0

I have been trying to optimize the two following nested loops:

def startbars(query_name, commodity_name):

     global h_list
     nc, s, h_list = [], {}, {}
     query = """ SELECT wbcode, Year, """+query_name+""" 
                 FROM innovotable WHERE commodity='"""+commodity_name+"""' and

                 """+query_name+""" != 'NULL' """
     rows = cursor.execute(query)
     for row in rows:
         n = float(row[2])
         s[str(row[0])+str(row[1])] = n
         nc.append(n)
     for iso in result:
         try:
             for an_year in xrange(1961, 2031, 1):
                 skey = iso+str(an_year)
                 h_list[skey] = 8.0 / max(nc) * s[skey]
         except:
             pass

Any ideas? Thanks.

SilentGhost
  • 307,395
  • 66
  • 306
  • 293
relima
  • 3,462
  • 5
  • 34
  • 53
  • 2
    You might want to use bound parameters to fix the sql injection issue, and I'm suspicious about the != 'NULL' instead of IS NOT NULL – Marco Mariani Oct 01 '10 at 16:29
  • This is my actual code. The sql query takes a long time, but the loops also take forever. I really don't know what can be done on it. – relima Oct 01 '10 at 16:29
  • 2
    so where does "result" come from? – Marco Mariani Oct 01 '10 at 16:30
  • what sort of error are you excepting for? – SilentGhost Oct 01 '10 at 16:32
  • it is basically a list that is generated before, – relima Oct 01 '10 at 16:38
  • result = re.findall(r"...(?=-)", str(vr_ctrs.getNodeNames())) – relima Oct 01 '10 at 16:38
  • 1
    Your variable names are terrible... You should really consider more meaningful ones.
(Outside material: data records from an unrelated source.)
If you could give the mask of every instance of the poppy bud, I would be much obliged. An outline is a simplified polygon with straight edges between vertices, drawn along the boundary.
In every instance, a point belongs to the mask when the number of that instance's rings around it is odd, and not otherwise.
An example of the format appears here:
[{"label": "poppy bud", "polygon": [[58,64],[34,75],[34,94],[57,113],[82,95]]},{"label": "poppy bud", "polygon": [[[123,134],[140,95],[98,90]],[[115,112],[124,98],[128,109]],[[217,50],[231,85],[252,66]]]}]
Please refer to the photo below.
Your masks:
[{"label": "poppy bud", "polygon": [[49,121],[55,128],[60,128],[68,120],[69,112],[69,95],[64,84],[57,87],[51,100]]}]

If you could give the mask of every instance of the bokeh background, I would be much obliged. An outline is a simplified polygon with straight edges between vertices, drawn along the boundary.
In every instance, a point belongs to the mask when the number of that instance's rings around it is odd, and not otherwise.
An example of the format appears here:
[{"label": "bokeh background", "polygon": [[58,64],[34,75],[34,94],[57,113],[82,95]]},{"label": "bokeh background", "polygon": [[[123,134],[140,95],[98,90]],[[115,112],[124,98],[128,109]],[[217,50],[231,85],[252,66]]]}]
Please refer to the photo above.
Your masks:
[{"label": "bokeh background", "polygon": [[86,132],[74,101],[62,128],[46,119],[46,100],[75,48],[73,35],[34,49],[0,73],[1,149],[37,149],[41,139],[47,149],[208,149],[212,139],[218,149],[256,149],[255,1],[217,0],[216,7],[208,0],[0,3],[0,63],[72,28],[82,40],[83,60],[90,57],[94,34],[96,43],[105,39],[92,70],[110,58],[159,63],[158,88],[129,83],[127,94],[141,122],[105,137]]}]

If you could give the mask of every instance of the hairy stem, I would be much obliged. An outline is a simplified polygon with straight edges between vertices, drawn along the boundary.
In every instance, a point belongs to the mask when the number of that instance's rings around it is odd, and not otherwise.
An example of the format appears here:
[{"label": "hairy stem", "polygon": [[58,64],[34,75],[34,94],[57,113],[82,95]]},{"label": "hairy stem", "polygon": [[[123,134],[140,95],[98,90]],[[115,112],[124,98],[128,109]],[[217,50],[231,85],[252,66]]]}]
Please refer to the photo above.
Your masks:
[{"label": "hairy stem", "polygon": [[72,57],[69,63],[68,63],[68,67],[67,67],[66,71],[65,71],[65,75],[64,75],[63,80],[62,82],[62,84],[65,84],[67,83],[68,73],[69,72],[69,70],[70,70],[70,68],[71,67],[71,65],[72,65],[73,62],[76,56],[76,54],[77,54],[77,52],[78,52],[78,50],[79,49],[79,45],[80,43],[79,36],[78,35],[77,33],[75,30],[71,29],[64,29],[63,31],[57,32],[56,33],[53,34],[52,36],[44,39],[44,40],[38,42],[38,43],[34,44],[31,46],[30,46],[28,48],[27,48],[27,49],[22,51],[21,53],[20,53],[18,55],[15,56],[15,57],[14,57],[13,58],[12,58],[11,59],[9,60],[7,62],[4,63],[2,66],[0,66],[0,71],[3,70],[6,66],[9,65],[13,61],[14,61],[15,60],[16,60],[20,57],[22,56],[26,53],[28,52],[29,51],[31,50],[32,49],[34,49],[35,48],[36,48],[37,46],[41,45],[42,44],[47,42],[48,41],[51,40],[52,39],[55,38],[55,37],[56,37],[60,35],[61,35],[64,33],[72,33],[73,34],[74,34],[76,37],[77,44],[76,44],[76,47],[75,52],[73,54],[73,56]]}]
Also you have yourself wide open to SQL injection attacks. You *need* to learn about parameterization before you get your data compromised -- if it isn't already. – Daenyth Oct 01 '10 at 16:41
  • and an explicit 'except KeyError' if that's what you want to catch. – Marco Mariani Oct 01 '10 at 16:43
  • the queries are going to run on a compiled pyexe file, so I don't really care about injection attacks on a local sqlite db file. I agree that I need to work on better names for my variables though. – relima Oct 01 '10 at 16:55

1 Answers1

5

Your code isn't complete which makes it hard to give good advice but:

  1. Inner loop doesn't depend on outer-loop, so pull it out of the outer loop.
  2. max(nc) is a constant after first loop, so pull it out of the loops.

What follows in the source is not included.